Search code examples
javaurluriurl-encoding

Preserving escaped characters when constructing URIs in Java


The documentation for java.net.URI specifies that

For any URI u that ... and that does not encode characters except those that must be quoted, the following identities also hold...

But what about URIs that do encode characters that don't need to be quoted?

URI test1 = new URI("http://foo.bar.baz/%E2%82%AC123");
URI test2 = new URI(test1.getScheme(), test1.getUserInfo(), test1.getHost(), test1.getPort(), test1.getPath(), test1.getQuery(), test1.getFragment());
assert test1.equals(test2); // blows up

This fails, because what test2 comes out as, is http://foo.bar.baz/€123 -- with the escaped characters un-escaped.
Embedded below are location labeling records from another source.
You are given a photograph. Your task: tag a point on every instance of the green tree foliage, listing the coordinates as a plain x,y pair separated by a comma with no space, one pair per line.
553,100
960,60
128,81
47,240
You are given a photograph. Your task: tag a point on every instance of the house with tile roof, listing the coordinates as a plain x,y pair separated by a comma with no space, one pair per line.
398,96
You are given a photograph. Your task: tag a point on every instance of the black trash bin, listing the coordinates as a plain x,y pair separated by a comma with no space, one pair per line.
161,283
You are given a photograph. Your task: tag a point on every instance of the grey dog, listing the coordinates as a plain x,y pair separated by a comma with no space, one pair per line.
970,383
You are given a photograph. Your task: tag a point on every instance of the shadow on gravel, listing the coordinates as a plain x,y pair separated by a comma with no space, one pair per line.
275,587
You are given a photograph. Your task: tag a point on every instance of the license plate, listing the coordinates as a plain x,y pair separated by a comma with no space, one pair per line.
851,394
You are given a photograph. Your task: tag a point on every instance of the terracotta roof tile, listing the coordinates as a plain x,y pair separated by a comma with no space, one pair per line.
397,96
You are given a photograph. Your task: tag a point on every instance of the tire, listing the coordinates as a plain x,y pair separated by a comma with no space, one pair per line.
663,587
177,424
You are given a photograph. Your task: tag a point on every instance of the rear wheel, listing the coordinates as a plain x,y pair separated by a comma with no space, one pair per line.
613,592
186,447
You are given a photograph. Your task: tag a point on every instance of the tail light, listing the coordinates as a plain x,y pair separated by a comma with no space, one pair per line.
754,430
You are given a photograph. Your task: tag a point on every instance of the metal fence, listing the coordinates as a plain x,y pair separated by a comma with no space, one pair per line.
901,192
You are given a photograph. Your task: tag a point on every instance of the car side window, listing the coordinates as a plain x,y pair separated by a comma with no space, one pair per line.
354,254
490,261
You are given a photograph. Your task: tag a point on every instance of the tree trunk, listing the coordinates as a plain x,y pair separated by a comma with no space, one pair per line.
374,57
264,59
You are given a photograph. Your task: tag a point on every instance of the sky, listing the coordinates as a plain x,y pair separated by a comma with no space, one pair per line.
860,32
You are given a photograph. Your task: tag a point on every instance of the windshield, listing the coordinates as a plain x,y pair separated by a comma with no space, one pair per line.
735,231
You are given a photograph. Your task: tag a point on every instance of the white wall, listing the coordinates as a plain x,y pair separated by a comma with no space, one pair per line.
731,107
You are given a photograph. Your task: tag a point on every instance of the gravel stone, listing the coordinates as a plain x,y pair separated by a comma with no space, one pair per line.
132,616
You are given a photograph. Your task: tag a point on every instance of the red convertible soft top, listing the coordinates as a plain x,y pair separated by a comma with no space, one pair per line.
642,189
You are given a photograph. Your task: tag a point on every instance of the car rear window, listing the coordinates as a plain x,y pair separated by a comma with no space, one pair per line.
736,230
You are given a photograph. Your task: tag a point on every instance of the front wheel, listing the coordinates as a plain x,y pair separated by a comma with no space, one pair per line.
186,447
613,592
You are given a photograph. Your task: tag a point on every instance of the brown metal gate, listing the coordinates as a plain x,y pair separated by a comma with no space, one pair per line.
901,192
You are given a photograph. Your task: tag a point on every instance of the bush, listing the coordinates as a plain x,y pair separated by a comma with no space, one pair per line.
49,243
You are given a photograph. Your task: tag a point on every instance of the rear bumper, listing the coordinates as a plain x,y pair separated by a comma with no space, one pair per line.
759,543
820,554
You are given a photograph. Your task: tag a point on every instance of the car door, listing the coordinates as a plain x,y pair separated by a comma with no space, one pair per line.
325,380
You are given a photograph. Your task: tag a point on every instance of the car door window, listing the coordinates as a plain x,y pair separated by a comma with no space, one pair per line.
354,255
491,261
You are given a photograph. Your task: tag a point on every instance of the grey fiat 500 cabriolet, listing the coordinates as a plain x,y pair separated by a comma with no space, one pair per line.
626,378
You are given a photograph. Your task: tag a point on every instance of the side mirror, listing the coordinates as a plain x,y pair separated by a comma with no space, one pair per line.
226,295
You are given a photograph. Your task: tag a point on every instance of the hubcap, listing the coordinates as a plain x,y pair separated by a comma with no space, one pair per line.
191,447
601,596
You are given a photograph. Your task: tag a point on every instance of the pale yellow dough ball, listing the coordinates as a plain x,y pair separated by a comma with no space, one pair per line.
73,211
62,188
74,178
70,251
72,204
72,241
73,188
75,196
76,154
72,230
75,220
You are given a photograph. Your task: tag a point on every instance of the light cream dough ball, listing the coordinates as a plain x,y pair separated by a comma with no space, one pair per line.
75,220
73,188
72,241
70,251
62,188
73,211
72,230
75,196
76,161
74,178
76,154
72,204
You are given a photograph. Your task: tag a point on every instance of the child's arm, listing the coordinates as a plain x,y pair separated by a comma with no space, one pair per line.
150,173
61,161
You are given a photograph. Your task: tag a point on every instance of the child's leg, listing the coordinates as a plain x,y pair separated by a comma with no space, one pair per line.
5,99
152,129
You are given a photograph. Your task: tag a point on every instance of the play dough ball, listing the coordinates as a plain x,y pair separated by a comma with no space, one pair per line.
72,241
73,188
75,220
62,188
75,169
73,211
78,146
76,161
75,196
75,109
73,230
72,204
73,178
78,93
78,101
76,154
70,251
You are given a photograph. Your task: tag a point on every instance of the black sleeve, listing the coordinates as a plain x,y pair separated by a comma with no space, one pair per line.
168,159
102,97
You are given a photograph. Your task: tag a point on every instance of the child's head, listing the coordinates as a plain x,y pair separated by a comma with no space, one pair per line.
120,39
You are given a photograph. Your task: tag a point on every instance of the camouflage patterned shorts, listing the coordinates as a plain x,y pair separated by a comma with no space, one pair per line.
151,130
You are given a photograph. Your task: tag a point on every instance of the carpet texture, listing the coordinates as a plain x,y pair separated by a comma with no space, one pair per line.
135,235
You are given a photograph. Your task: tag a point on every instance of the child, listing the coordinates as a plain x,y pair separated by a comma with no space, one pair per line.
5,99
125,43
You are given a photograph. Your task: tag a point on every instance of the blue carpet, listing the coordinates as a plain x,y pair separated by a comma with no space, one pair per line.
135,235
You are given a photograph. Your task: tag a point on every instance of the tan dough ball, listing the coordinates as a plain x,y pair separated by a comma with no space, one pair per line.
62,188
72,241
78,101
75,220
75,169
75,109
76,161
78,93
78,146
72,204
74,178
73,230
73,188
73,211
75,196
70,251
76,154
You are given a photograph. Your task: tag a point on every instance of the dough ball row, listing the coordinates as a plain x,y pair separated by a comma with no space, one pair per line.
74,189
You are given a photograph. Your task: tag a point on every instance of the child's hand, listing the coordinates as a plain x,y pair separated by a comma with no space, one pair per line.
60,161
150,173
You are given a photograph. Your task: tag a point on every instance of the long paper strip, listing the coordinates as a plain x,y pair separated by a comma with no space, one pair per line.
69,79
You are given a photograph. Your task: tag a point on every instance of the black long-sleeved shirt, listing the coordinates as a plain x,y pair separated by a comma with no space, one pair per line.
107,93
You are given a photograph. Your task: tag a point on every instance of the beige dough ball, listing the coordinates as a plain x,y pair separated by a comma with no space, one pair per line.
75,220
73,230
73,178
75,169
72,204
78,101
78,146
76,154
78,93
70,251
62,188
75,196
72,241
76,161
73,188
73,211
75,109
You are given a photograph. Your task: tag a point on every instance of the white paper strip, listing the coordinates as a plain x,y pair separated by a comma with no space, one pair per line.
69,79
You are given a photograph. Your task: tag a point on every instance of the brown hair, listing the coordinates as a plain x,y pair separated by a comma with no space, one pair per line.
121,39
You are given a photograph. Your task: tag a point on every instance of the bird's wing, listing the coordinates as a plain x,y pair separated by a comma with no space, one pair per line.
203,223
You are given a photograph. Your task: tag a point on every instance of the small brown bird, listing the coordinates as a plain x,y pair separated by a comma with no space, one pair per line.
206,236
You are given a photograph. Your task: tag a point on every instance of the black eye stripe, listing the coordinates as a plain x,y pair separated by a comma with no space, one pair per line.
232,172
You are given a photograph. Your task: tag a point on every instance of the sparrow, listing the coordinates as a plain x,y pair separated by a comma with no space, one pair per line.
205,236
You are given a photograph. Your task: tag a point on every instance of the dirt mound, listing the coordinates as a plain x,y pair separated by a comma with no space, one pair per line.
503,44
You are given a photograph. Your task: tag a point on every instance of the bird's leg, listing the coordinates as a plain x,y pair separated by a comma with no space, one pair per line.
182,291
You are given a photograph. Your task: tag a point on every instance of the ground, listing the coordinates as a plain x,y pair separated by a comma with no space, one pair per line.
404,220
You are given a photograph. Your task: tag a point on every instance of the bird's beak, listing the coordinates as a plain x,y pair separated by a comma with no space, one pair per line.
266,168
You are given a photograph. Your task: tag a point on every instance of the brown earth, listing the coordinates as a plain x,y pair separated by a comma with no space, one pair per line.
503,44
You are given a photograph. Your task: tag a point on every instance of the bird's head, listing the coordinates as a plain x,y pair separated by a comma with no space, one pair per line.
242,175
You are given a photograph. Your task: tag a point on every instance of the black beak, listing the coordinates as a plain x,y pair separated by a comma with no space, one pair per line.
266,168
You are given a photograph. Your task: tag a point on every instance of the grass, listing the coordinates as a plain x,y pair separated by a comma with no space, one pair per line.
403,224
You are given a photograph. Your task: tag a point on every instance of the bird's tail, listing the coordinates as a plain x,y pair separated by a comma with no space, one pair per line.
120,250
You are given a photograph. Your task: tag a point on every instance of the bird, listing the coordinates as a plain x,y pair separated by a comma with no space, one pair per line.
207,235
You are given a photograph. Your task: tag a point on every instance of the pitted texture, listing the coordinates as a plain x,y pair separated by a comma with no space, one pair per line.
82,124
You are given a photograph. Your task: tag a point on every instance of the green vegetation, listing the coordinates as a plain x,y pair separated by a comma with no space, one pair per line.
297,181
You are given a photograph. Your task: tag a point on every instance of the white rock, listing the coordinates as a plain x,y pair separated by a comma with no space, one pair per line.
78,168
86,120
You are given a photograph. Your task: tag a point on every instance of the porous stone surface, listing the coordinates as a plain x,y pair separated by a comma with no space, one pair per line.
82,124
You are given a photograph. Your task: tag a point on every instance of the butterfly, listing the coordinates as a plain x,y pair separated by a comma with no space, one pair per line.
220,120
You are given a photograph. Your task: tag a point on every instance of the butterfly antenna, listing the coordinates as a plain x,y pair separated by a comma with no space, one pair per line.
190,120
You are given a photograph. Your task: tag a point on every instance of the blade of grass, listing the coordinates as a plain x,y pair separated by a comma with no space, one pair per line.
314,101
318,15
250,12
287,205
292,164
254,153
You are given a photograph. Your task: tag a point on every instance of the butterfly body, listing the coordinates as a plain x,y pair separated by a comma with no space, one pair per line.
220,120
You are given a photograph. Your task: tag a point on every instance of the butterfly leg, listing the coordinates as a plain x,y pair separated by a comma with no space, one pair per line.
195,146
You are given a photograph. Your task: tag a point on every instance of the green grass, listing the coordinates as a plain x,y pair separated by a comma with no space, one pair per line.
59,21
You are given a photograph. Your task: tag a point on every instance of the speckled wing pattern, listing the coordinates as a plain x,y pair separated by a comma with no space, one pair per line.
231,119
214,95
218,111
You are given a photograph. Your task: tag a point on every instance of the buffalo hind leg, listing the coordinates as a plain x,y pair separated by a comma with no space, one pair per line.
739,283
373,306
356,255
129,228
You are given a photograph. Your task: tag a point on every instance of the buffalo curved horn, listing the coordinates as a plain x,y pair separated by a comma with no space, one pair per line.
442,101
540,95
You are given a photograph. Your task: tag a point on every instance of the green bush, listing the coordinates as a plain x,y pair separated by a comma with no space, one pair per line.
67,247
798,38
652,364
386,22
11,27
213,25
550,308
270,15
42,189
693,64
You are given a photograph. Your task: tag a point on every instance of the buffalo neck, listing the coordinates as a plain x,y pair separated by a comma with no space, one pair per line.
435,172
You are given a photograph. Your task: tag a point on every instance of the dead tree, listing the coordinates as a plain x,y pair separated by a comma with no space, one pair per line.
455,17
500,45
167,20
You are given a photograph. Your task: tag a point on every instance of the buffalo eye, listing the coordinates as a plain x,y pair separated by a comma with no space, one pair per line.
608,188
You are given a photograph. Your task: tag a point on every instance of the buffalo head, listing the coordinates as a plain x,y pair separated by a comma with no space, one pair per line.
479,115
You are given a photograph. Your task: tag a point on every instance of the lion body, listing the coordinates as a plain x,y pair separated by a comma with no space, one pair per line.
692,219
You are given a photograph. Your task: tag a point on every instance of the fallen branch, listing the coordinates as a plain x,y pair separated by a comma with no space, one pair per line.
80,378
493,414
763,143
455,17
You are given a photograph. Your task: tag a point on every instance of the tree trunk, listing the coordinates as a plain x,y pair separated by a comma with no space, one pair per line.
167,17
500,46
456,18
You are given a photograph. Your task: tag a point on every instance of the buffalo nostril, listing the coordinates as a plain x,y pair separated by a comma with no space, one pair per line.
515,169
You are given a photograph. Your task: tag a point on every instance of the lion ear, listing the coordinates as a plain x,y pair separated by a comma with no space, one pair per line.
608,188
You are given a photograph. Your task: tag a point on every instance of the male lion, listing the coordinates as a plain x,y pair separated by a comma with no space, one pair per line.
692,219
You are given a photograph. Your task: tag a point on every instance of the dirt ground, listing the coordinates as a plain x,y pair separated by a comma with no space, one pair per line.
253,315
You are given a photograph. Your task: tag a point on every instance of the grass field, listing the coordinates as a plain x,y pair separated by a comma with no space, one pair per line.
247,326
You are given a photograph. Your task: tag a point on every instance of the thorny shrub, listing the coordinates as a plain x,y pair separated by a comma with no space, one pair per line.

My question, then, is: how can I construct a URI equal to test1 -- preserving the escaped characters -- out of its components? It's no good using getRawPath() instead of getPath(), because then the escaping characters themselves get escaped, and you end up with http://foo.bar.baz/%25E2%2582%25AC123.

Additional notes:

  1. Don't ask why I need to preserve escaped characters that in theory don't need to be escaped -- trust me, you don't want to know.
  2. In reality I don't want to preserve all of the original URL, just most of it -- possibly replacing the host, port, protocol, even parts of the path, so new URI(test1.toString()) is not the answer. Maybe the answer is to do everything with strings and replicate the URI class's ability to parse and construct URIs in my own code, but that seems daft.

Updated to add:

Note that the same issue exists with query parameters etc. -- it's not just the path.


Solution

  • I think this hack will work for you:

        URI test1 = new URI("http://foo.bar.baz/example%E2%82%AC123");
    URI test2 = new URI(test1.getScheme(),
                        test1.getUserInfo(),
                        test1.getHost(),
                        test1.getPort(),
                        test1.getPath(),
                        test1.getQuery(),
                        test1.getFragment());
    
    test2 = new URI(test2.toASCIIString());
    
    assert test1.equals(test2);
    
    System.out.println(test1);
    System.out.println(test2);
    

    }

    I use an additional step using toASCIIString()